When we talk about understanding and thinking for yourself, which sounds to easy, I am amazed at how many people think they’re thinking for themselves and understanding when something else is happening. For myself, there have been times when I thought I was thinking for myself, but something else was at work (Sometimes, it was an opinion that I had convinced myself of years earlier but never really examined.), and thankfully, something inside was telling me different. Something was nudging me. So I couldn’t completely “buy into” the ideas, though I had thought, by knowing something, I was more secure.

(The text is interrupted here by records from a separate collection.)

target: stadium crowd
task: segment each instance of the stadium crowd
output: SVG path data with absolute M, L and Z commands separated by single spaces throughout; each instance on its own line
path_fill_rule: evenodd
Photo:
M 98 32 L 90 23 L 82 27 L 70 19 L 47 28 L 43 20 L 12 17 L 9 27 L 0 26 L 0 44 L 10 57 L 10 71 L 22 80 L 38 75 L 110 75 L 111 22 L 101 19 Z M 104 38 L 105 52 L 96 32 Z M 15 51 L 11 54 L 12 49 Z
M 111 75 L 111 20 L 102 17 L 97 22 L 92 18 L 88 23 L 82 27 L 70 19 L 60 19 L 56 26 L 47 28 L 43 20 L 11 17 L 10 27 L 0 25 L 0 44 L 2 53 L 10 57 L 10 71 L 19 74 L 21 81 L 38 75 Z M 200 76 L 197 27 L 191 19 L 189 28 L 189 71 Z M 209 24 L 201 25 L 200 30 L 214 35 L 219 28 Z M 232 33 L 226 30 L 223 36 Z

I have read this: to question everything. Find out why you believe what you believe. The idea here was, when you really understand, have those “ah haaa” moments, in those moments, you really understand. But there is real joy in this: to understand and really “see.”
I think the difficulty for most is we grow up with a set of ideas, then ourselves we identify with those ideas. We find security in those ideas. With time, by surrounding ourselves with people of like minds, we become more and more secure in what we think we know. So when others challenge us, we feel like it’s ourselves that is under attack. All too many people are like this. They say things, give opinions, but they themselves have not really “thought” about what it is they believe. They may have experiences from which they garnered their opinions, and they adjust depending upon how things happen in their lives.
Some people are very secure in themselves for they are absolutely certain of their ideas and beliefs, then comes along someone who questions or shatters their beliefs and they feel their entire world is being questioned or challenged (Some people don’t wish to question, for then they’ll have difficulties with people of their own homes or among friends.). I’m not suggesting we allow ourselves to believe others who question our ideas. Far be it. But that, in order to understand, to hear and listen. In listening, we come to “see” whether the other person has anything of real value or is talking from intellect or opinions only. As I told someone, there’s nothing wrong with “Wait. I don’t know. I’ll think about it.”
As a teacher, I’m careful with this. What I’m encouraging the students is to learn the curriculum, learn their basics to mastery, and learn the skills I am teaching (i.e. writing, grammar, reading and the questions, mathematics, and more), learn the projects were making, but with time, to both understand what they think and learn to think for themselves. But I don’t get too far into this. It’s just getting them to reason for themselves. So, you believe we should learn kick ball rather than soft ball. Why? More of the class likes that? Okay. So you believe you shouldn’t have to do chores after school. Why? Because you don’t have enough time for your friends? But what about responsibility to your family? So you don’t think you should do homework? Why? And what about preparing yourself for the rigors of the real world? When you get a job or attempt to get a career, who will they hire? One who doesn’t want extra work and is prepared, or one who will go the extra mile and be very good at what they do? And with older kids or teens, the essays can be more developed.
*One more thing to encourage the point. In one family, at Thanksgiving, the mother always made ham, but cut the ends were always cut off, the dad’s favorite part. Well, one day, a friend asked the father, why are the ends of the ham always cut off. Hmmm…. the dad thought. He never dared question before. So, liking the idea of keeping the ends, for it was his favorite part, they decided to ask the mother. “Dear, why do we always cut the ends off the ham?” “Hmmmm… ,” the mother considered. “I’ve always done it that way. My mother had always done it that way. I guess it’s a tradition. Let’s ask my mother.”
So, they went to the grandmother and asker her. “Well,” she replied. “The pot was too small.”